Asset Management Corporation of Nigeria (AMCON) – managers of the nationalised Nigerian banks – have appointed American based Citigroup and pan-African investment firm Vetiva Capital to oversee the sale of one of the banks.

AMCON, known as the country’s ‘bad bank’, assumed management of the nationalised Afribank, Spring Bank and Bank PHB in 2011, following their failure to attract investors before a recapitalization deadline.

After the banks were recapitalized by Nigeria’s Central Bank , they had their names changed to: Mainstreet, Enterprise Bank and Keystone Banks respectively.

During an interview on Thursday, the debt management agency revealed plans to sell 100 percent of Enterprise Bank through Vetiva and Citigroup, noting that the bank’s size – the smallest amongst the three – and its cleanness would make it the most attractive to investors, adding that it will also serve as a learning process for the sale of the other banks.

“The clean structure of the bank will attract investors and motivate strong rallying start for the entire divestment transactions.” explained Mustapha Chike-Obi, AMCON’s Chief Executive. “Its size presents a learning curve for AMCON to guard against possible mistakes in the sale of the other two.”

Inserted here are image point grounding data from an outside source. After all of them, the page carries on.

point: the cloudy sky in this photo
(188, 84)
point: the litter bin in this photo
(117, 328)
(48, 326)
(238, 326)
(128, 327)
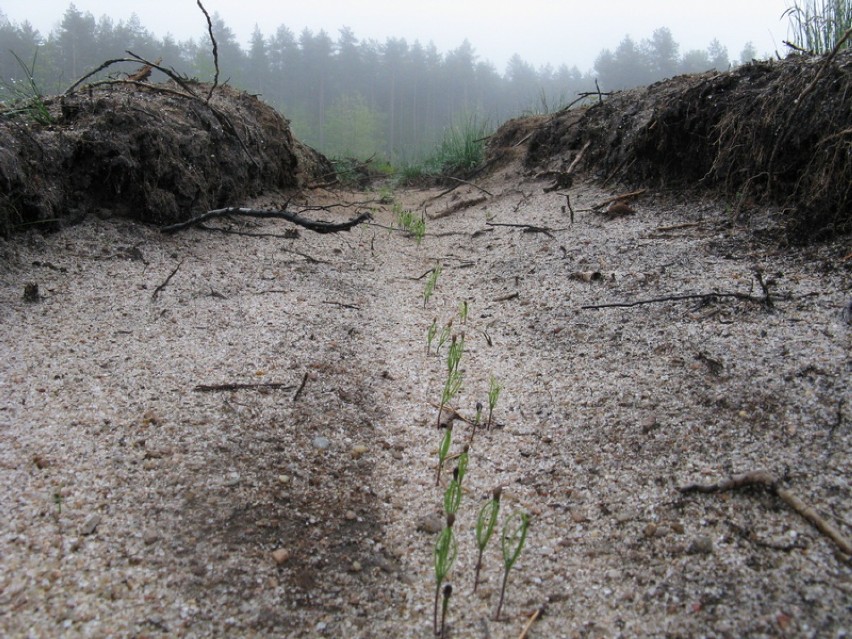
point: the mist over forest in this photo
(346, 96)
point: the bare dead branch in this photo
(770, 482)
(617, 198)
(677, 298)
(528, 228)
(301, 386)
(317, 226)
(577, 159)
(215, 50)
(209, 388)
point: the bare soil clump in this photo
(149, 153)
(768, 132)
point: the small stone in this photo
(701, 546)
(431, 523)
(625, 515)
(90, 524)
(31, 293)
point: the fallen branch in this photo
(677, 298)
(301, 387)
(618, 198)
(317, 226)
(538, 613)
(211, 388)
(458, 206)
(166, 281)
(459, 182)
(215, 49)
(770, 482)
(528, 228)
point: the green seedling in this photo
(476, 420)
(514, 536)
(452, 496)
(446, 550)
(430, 335)
(444, 336)
(461, 467)
(486, 521)
(448, 592)
(430, 283)
(494, 389)
(443, 450)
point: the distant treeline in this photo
(344, 96)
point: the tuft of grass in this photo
(462, 149)
(446, 550)
(410, 222)
(514, 536)
(26, 95)
(818, 26)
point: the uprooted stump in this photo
(774, 131)
(146, 153)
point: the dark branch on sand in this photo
(317, 226)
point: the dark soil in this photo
(153, 154)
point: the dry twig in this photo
(166, 281)
(770, 482)
(317, 226)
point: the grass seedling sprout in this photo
(446, 550)
(494, 389)
(461, 467)
(430, 335)
(476, 420)
(486, 521)
(514, 536)
(448, 592)
(452, 496)
(430, 283)
(443, 450)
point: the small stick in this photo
(768, 481)
(579, 157)
(208, 388)
(616, 198)
(568, 202)
(166, 281)
(301, 387)
(530, 622)
(675, 298)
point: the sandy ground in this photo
(138, 503)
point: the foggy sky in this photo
(540, 31)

The corporation also noted that over 20 bidders have registered interest in the nationalised bank, confirming its attractiveness and justifying the agency’s decision to begin sales with it, adding that the large pool of interested investor would ensure it got the best bargain from the disposal process.

Nigeria’s Asset Management Corporation was created to be a key stabilizing and revitalizing tool established to revive the financial system by efficiently resolving the non-performing loan assets of the banks in the country’s economy.